UNCERTAINTY-LINE: Length-Invariant Estimation of Uncertainty for Large Language Models
This addresses the reliability of LLM outputs for users in applications like machine translation, summarization, and question-answering, though it is an incremental improvement over existing UQ techniques.
The paper tackled the problem of length bias in uncertainty quantification (UQ) methods for large language models, which rely on token probabilities, by proposing UNCERTAINTY-LINE, a debiasing procedure that regresses uncertainty scores on output length to produce corrected, length-invariant estimates, and demonstrated consistent improvements over existing methods across multiple tasks and metrics.

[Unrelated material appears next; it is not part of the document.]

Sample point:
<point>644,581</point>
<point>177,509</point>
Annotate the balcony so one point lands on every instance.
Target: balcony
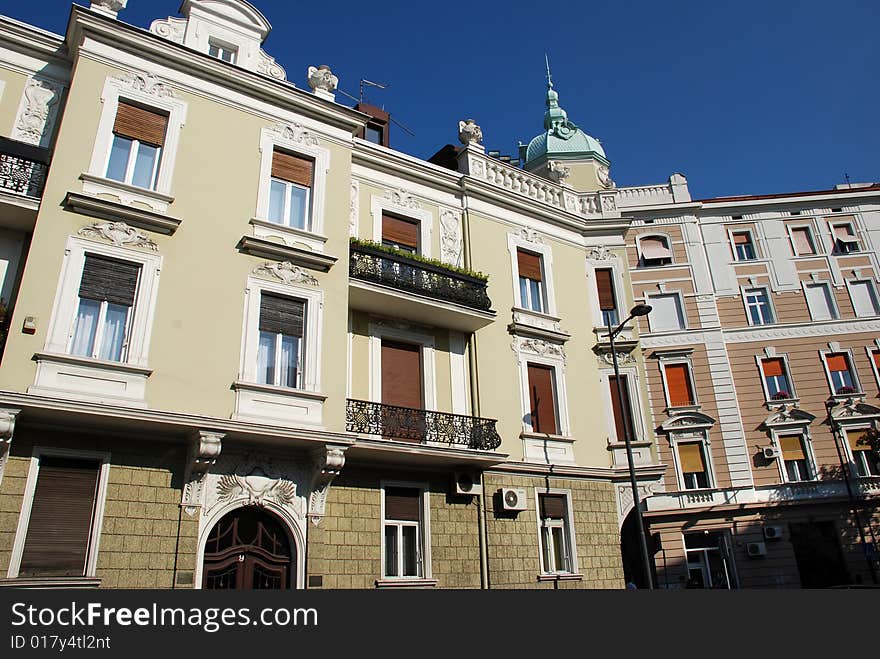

Large Language Models (LLMs) have become indispensable tools across various applications, making it more important than ever to ensure the quality and the trustworthiness of their outputs. This has led to growing interest in uncertainty quantification (UQ) methods for assessing the reliability of LLM outputs. Many existing UQ techniques rely on token probabilities, which inadvertently introduces a bias with respect to the length of the output. While some methods attempt to account for this, we demonstrate that such biases persist even in length-normalized approaches. To address the problem, here we propose UNCERTAINTY-LINE: (Length-INvariant Estimation), a simple debiasing procedure that regresses uncertainty scores on output length and uses the residuals as corrected, length-invariant estimates. Our method is post-hoc, model-agnostic, and applicable to a range of UQ measures. Through extensive evaluation on machine translation, summarization, and question-answering tasks, we demonstrate that UNCERTAINTY-LINE: consistently improves over even nominally length-normalized UQ methods uncertainty estimates across multiple metrics and models.